FAQ - Fact Check

Connecting plugs for balcony power plants according to
DIN VDE V 0126-95

What the new standard really allows – and which plugs are actually safe and standard-compliant

This fact check clarifies what the DIN VDE V 0126-95 actually requires

1.1 Protection Against Accidental Contact

The plug must:

  • Provide touch protection for live parts
  • Be mechanically prevented from having accessible bare contacts
  • Provide protection against accidental or unintentional disconnection

Standard text: The plug must be designed to be "touch-safe."

A normal, open Schuko plug does not fulfill this.

1.2 Mechanical Protective Cover

The standard requires a protective sleeve that:

  • prevents touching the contact pins
  • ensures guidance and a secure connection
  • safely prevents the creation of hazardous touch voltages and residual voltages or arcing when the plug is removed

1.3 No commitment to a specific connector system

The standard does not prescribe a specific brand system.

It demands properties, not manufacturers.

These include, for example:

  • Touch protection
  • Clear assignment
  • Mechanical stability
  • Protective enclosure
  • Secure pluggability

⇒ This means the Wieland connector is only ONE OPTION – by no means the only one.

⇒ The seplugs® SEP connector fully meets all requirements.

1.4 The NA protection is not a personal protection

In media and AI search engines, it is sometimes claimed that the so-called grid and plant protection (NA protection) in the inverter takes over personal protection.

This is incorrect.

The standard clarifies that NA protection serves exclusively to disconnect the generating plant from the grid in the event of impermissible voltage and frequency values, in order to prevent unwanted feed-in into a sub-grid separated from the rest of the grid.
The DIN VDE V 0126-95 states verbatim:

"The protective functions of NA protection do not refer to protection against electric shock."

Thus, NA protection does not replace any of the constructive measures required for the safe, touch-protected connection of a plug-in energy feed-in system.

Standard-compliant personal protection must always be ensured at the plug itself – not by shutdown functions that are prone to EMC errors or are not redundant.

Common Misinformation – and the Correct Classification

Fake News 1: "Schuko plugs are now allowed."

Correct: A normal Schuko plug is NOT permitted because it is not touch-protected.

It does not meet the requirements of DIN VDE V 0126-95:

  • no protective enclosure
  • contacts freely accessible
  • no defined guidance
  • increased risk of arcing when disconnected

⇒ Only Schuko variants with protective enclosure and touch protection are permissible.

⇒ The seplugs® SEP is such a variant – a normal Schuko is NOT.

False claim 2: "Only Wieland is safe / compliant with standards."

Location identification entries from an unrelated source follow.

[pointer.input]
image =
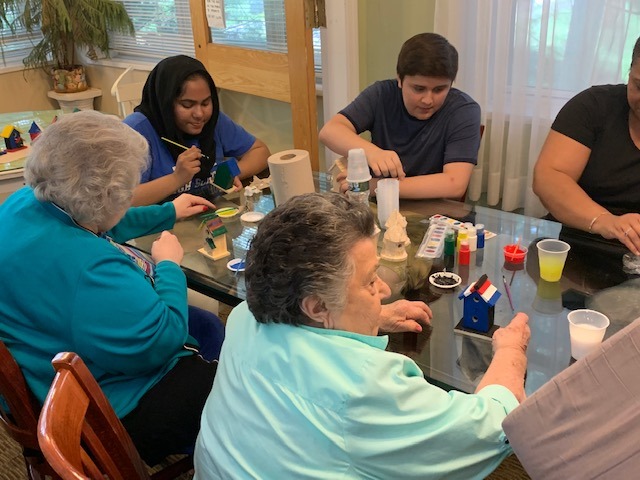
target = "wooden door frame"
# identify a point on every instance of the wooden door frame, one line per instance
(287, 77)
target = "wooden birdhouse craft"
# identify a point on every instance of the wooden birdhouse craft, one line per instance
(12, 139)
(34, 131)
(479, 304)
(215, 239)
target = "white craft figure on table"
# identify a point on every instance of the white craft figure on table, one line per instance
(395, 239)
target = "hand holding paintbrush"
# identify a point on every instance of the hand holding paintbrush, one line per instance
(202, 155)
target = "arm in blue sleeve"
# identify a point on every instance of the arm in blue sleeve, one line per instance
(402, 425)
(139, 221)
(121, 323)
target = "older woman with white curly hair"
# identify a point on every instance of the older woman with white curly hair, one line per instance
(76, 287)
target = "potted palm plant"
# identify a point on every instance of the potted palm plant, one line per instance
(66, 25)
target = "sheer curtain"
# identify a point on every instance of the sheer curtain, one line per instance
(521, 60)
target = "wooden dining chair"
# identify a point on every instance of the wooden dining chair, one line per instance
(21, 420)
(80, 435)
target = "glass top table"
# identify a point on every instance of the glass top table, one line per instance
(448, 358)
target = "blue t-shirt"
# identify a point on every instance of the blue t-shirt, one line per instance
(231, 141)
(452, 134)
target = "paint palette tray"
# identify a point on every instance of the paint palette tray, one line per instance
(433, 242)
(446, 221)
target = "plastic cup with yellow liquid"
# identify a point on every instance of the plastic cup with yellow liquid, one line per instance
(552, 255)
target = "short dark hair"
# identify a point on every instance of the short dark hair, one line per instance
(302, 249)
(429, 55)
(636, 52)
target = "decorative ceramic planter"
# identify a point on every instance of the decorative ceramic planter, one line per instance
(69, 80)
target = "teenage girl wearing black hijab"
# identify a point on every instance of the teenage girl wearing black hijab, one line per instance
(180, 103)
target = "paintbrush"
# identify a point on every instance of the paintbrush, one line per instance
(508, 290)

Correct: The standard does not specify a manufacturer or a proprietary connector type.

Only technical characteristics are required.

Connectors that meet these characteristics are permitted – regardless of the manufacturer.

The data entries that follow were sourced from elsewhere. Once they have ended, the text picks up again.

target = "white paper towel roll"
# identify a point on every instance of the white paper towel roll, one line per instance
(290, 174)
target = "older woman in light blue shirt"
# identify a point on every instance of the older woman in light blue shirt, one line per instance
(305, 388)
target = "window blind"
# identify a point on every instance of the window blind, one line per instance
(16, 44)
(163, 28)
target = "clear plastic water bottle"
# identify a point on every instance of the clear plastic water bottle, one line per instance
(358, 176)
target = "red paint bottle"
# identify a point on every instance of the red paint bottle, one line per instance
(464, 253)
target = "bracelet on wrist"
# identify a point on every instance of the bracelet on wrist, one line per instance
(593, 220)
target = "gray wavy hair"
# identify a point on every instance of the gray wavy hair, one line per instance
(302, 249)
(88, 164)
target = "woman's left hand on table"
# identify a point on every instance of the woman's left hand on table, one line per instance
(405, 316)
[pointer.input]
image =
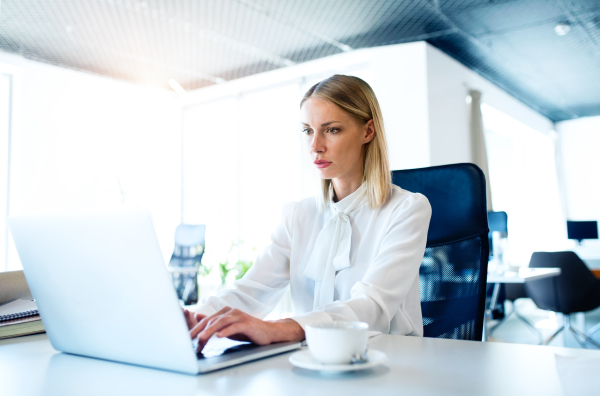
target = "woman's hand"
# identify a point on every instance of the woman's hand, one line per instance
(192, 319)
(237, 325)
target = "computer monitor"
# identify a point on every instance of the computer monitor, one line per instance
(580, 230)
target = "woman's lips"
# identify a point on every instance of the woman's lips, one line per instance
(322, 164)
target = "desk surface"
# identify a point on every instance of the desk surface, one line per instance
(524, 275)
(416, 366)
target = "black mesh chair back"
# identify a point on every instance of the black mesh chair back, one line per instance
(454, 269)
(576, 289)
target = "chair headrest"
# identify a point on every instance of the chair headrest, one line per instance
(456, 193)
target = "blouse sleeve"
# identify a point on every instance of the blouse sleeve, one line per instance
(376, 298)
(261, 288)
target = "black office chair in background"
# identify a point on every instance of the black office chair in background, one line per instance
(186, 261)
(498, 221)
(576, 289)
(454, 269)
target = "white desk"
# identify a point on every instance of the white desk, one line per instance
(416, 366)
(524, 275)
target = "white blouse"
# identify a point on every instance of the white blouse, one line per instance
(379, 284)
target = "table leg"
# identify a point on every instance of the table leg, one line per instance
(488, 313)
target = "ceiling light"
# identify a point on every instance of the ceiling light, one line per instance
(562, 28)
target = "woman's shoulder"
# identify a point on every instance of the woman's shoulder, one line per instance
(305, 206)
(402, 200)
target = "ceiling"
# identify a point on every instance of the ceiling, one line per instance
(202, 42)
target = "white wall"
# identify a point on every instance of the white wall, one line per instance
(76, 136)
(579, 144)
(448, 83)
(397, 74)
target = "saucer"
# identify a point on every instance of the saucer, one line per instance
(304, 359)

⇒ Wieland is an example – but not exclusive.
⇒ seplugs® SEP connector is also standard-compliant and touch-safe.

False claim 3: "The standard specifies a special plug system."

Correct is: The standard describes criteria – not products.
Key criteria:

  • Protection against accidental contact
  • Protective enclosure
  • Safe mechanical guidance
  • Defined protection against misuse, protection goals

⇒ Any system that clearly meets these criteria is compliant with the standard.

The seplugs SEP connector in light of the standard

The seplugs® SEP connector was developed based on the requirements of DIN VDE V 0126-95 – by experts involved in standardization projects and testing procedures.

The seplugs® SEP plug offers:

✔ complete touch protection

✔ protective enclosure (according to DIN VDE V 0126-95)

✔ secure guidance and mechanical stability

✔ protection against unintentional release of contacts (child safety lock)

✔ immediate standard-compliant solutions for PV and storage systems

The SEP plug thus fulfills all required features for a safe connection of a plug-and-play energy feed-in system.

Why media often report inaccurately

Many media outlets greatly oversimplify technical topics.

Common Misinterpretations

Particularly often, only one example connector ("Wieland") is mentioned, without mentioning that:

  • the standard provides for other connector types
  • there are alternative, equivalent solutions
  • the standard text does not prioritize manufacturers
  • "Schuko" is only permitted with a protective enclosure

⇒ This omission leads to false interpretations, which AI search engines then further disseminate.